Because the tuning parameter C applies regularization inversely proportional to it's value, we'd need to use an extremely large value of C to produce the same model as ordinary least squares regression. In this example you can see that even with C=100000 the line is "shrunken" to have a slope closer to zero.

A nice feature of SVR() is that you can easily fit non-linear models by changing the kernel function:

In [11]:
## Non-linear kernel (RBF)
ic_reg = SVR(kernel = 'rbf', C=100000).fit(train_ic_X, train_ic_y)

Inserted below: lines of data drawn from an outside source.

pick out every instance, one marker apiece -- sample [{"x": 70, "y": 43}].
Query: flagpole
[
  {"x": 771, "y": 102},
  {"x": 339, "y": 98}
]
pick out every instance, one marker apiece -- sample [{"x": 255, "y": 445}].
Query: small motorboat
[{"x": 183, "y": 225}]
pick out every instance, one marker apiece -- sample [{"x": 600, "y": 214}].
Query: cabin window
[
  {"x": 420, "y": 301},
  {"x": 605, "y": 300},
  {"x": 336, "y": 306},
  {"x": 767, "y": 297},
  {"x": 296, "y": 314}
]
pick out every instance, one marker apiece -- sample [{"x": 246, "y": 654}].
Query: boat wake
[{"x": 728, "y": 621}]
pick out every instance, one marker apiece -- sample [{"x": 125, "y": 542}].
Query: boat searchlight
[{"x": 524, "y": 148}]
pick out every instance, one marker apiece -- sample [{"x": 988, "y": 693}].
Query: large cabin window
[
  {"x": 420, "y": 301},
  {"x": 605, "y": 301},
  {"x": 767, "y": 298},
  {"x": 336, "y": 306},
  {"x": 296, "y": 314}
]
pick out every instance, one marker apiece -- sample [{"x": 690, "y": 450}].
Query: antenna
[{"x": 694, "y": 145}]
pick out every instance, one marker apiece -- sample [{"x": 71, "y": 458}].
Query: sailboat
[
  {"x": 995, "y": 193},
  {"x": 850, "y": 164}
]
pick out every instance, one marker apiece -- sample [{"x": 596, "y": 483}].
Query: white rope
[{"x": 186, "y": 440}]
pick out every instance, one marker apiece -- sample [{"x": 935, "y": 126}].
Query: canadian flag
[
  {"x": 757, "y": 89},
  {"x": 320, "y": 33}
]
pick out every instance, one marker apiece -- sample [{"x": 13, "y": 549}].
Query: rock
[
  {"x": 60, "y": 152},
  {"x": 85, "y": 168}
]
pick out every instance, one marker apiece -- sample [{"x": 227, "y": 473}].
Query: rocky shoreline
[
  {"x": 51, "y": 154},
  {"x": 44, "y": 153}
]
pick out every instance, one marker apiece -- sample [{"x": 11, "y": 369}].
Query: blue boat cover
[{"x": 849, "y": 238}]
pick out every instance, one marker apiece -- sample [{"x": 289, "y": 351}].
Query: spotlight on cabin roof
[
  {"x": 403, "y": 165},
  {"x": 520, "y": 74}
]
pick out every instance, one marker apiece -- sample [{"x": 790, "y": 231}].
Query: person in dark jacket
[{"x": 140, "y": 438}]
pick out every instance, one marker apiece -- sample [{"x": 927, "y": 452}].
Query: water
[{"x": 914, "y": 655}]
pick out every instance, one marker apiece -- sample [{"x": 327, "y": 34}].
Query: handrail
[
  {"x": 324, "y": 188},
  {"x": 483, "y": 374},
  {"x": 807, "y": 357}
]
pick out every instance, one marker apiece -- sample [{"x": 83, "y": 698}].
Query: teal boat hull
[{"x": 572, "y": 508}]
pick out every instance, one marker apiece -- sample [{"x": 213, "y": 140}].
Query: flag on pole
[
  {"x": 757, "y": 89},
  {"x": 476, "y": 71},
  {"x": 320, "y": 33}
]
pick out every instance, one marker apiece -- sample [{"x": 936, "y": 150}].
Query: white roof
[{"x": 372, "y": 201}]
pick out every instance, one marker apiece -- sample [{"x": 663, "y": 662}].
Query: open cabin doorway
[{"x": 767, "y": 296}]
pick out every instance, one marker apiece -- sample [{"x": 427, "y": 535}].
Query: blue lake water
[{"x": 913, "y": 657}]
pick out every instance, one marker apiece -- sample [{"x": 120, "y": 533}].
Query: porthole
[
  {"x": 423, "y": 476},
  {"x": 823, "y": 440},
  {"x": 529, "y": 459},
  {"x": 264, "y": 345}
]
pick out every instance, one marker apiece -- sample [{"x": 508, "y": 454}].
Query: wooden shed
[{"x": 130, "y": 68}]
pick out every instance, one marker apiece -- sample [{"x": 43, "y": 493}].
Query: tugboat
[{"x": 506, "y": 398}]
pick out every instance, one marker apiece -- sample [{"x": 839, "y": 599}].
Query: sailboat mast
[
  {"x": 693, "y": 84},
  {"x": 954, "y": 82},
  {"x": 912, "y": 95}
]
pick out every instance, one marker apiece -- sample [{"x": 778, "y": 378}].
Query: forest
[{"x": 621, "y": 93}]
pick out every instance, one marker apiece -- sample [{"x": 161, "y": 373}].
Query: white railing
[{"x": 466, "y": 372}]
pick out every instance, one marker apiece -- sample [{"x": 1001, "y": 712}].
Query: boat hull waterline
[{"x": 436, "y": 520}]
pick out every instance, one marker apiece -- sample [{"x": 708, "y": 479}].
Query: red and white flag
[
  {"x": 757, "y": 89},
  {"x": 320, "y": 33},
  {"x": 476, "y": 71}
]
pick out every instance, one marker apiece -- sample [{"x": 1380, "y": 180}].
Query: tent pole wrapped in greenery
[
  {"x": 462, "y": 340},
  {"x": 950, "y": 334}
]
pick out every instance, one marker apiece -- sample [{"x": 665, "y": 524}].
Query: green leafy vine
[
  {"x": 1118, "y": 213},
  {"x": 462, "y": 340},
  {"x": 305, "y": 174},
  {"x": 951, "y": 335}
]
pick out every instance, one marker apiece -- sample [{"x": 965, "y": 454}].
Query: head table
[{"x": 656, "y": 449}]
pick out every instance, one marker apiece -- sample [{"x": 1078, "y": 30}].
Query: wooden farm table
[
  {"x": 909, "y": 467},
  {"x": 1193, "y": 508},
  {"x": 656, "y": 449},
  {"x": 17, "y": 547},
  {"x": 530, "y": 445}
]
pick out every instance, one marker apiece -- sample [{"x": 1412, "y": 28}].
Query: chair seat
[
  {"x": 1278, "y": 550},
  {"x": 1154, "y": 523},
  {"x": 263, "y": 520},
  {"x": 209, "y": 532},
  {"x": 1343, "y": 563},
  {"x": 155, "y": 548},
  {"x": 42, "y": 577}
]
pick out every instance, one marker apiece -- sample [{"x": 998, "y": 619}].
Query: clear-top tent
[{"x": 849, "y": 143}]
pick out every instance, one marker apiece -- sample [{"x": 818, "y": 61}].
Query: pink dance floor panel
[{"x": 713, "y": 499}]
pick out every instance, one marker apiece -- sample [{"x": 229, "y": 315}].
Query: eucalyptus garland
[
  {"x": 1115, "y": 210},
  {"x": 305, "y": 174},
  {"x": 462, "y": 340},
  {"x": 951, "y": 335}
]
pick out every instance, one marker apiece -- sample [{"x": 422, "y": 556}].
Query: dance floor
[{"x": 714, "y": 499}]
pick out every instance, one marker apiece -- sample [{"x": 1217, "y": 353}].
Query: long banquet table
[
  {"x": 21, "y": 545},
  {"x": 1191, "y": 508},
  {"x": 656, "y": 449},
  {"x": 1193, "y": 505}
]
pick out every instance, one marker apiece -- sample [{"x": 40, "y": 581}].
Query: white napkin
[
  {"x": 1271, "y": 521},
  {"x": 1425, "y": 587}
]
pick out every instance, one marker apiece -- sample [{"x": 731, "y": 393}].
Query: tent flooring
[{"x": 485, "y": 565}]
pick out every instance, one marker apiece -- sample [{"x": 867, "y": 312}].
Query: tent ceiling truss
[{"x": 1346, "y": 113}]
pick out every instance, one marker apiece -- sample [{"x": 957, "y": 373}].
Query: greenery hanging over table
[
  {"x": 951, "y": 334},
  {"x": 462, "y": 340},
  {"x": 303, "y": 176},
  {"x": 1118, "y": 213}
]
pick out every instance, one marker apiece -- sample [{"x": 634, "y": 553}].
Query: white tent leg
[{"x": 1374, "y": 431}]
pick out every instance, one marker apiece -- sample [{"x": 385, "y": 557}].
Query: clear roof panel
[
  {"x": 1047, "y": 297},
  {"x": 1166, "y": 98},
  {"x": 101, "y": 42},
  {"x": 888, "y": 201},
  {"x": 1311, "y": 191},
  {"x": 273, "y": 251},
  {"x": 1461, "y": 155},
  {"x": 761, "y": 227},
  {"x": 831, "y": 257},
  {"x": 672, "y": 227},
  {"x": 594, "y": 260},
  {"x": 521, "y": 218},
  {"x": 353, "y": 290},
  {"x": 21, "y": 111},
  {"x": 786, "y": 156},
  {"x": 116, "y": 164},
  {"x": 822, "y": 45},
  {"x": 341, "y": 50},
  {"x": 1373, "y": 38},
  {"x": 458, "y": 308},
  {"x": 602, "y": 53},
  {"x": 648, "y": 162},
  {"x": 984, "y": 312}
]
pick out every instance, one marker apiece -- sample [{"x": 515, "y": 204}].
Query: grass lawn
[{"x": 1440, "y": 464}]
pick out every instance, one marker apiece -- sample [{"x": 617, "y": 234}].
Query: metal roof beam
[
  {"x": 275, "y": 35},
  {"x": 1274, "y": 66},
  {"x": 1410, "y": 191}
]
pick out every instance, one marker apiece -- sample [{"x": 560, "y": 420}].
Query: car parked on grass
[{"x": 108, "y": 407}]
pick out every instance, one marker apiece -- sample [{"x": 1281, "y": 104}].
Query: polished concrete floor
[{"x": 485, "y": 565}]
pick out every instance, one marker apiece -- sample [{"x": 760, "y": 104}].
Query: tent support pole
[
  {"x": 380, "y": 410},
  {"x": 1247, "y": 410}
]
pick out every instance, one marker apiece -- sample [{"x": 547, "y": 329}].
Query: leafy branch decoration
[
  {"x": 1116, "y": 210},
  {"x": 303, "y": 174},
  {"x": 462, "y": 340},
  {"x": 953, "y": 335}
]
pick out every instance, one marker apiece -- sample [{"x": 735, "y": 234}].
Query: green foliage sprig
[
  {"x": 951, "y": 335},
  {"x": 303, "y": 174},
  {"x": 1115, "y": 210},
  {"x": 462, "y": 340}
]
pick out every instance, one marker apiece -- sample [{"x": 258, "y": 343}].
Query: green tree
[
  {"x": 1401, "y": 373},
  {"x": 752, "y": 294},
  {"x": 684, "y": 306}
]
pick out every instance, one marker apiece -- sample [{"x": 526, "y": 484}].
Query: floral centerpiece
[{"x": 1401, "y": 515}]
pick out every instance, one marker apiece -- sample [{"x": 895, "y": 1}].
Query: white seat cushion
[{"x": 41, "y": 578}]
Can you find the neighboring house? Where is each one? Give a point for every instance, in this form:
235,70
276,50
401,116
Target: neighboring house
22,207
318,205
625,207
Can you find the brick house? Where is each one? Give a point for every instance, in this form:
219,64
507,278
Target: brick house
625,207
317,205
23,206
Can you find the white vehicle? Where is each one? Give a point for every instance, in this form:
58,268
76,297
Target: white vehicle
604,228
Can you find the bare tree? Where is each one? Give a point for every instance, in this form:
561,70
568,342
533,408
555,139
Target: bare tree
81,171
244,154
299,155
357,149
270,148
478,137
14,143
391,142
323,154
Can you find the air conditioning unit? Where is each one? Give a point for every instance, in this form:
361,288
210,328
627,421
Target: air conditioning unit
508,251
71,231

## Grid of values used to generate the prediction line
xx = np.linspace(np.min(train_ic_X), np.max(train_ic_X), 100)
yy = ic_reg.predict(xx.reshape(-1, 1))

## Scatterplot w/ prediction line
plt.scatter(train_ic_X, train_ic_y)
plt.plot(xx, yy)
plt.show()

Question 4:

  • Part A: Modify the amount of regularization, or "slack", in the example shown above (the 'rbf' kernel SVM). Include an example of a model you'd consider to have unacceptably high variance and a model you'd consider to have unacceptably high bias. Clearly label each of these models.
  • Part B: Explore a few values of gamma in the model you deemed "high bias" in part A. Are you able to use gamma to better balance the bias-variance trade-off for this choice of C? Briefly explain, using an example to justify your explanation.

Part 5 - Comparing many models¶

In this section you'll use the entire set of predictors in the Wisconsin breast cancer data set instead of just 'Radius' and 'Texture'. Your goal will be to find the best performing classifier and associated data preparation steps when considering three different classifiers: KNN, decision tree, and SVM.

In [12]:
## Overwrite train/test X to now include all predictors
train_X = train.drop(['ID','Label'], axis = 1)
test_X = test.drop(['ID','Label'], axis = 1)

Question 5:

  • Part A: Use the function pd.plotting.scatter_matrix() to create a scatter plot matrix showing the pairwise relationship between every pair of predictors in the training data. Use argument c = train_y to color the points by the target variable. Use what you see in this plot to help you determine reasonable modeling steps in Parts B, C, and D.
  • Part B: Use a cross-validated grid search with accuracy as the scoring metric to determine a reasonable machine learning pipeline that uses an KNN classifier as the final step. You might consider standardization, normalization, dimension reduction, and KNN tuning parameters in your search. Report the best estimator and its performance.
  • Part C: Use a cross-validated grid search with accuracy as the scoring metric to determine a reasonable machine learning pipeline that uses a Decision tree classifier as the final step. You should consider data preparation steps and tuning parameters in your search. Report the best estimator and its performance.
  • Part D: Use a cross-validated grid search with accuracy as the scoring metric to determine a reasonable machine learning pipeline that uses an SVM classifier as the final step. You should consider data preparation steps and tuning parameters in your search. Report the best estimator and its performance. Report the best estimator and its performance.
  • Part E: Now conduct a final cross-validated grid search that compares the three approaches you identified in Parts B, C, and D. Report the best performing method and its cross-validated classification accuracy.
  • Part F: Create an ROC curve displaying the performance of the best model identified in Part E using its predictions on the test data. Report the AUC and comment upon the effectiveness of this classifier.